I fumble for the button on his jeans and Sam lies down, bringing me with him. I kick his pants off and his hands slide down my body, under my shorts, and then he pulls me out of them. There’s nothing but Calvins between us now.

Kissing Sam Penny on this bed is the greatest thing I’ve ever done with my life up until now. Forget Cambridge, forget my internship, forget loving Storm, forget getting to confront my sister—

This is it.

This is what music exists for. This is why the birds sing. This why the tide pulls and the water falls. It’s why the sun rises and it’s why the moon hangs there all ghosty white.
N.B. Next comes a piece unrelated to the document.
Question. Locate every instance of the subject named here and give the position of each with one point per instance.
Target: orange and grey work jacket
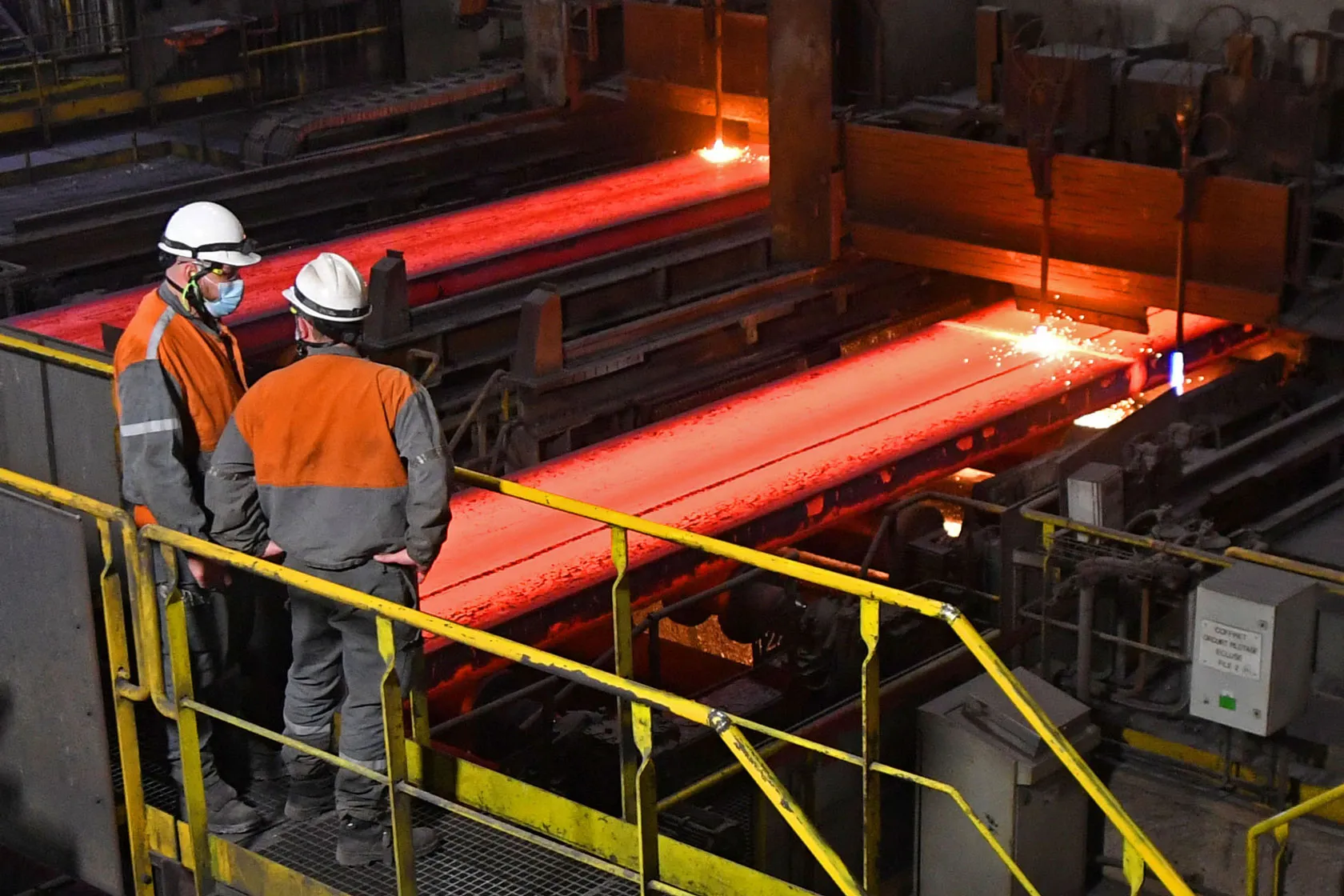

I shift a little bit so I’m under him, and it could crush me, the amount of happy I feel in this moment. He’s kissing me everywhere; up and down his mouth drags, and my breath gets caught in my throat, making little gasps. He peers up at me, grinning as he shushes me.

I pull him back up toward me, because kissing him is the best silencer, but I’m dying for him now, and I think he is for me too, because he chokes out, “Now?”

And I nod and he pushes into me.

He drops his forehead on top of mine and takes a ragged breath as he hooks his arm around my neck, pulling me in closer and tighter, as though we weren’t already the closest two humans can be in this lifetime.

I pause and look up at perfect him.

“Are you okay?” He frowns a little, and I nod again, brushing my lips against his.

“Yes,” I say quietly.

I take a photo in my mind, let history rewrite itself for a second. It doesn’t erase it, but it scribbles over it a bit in a louder color.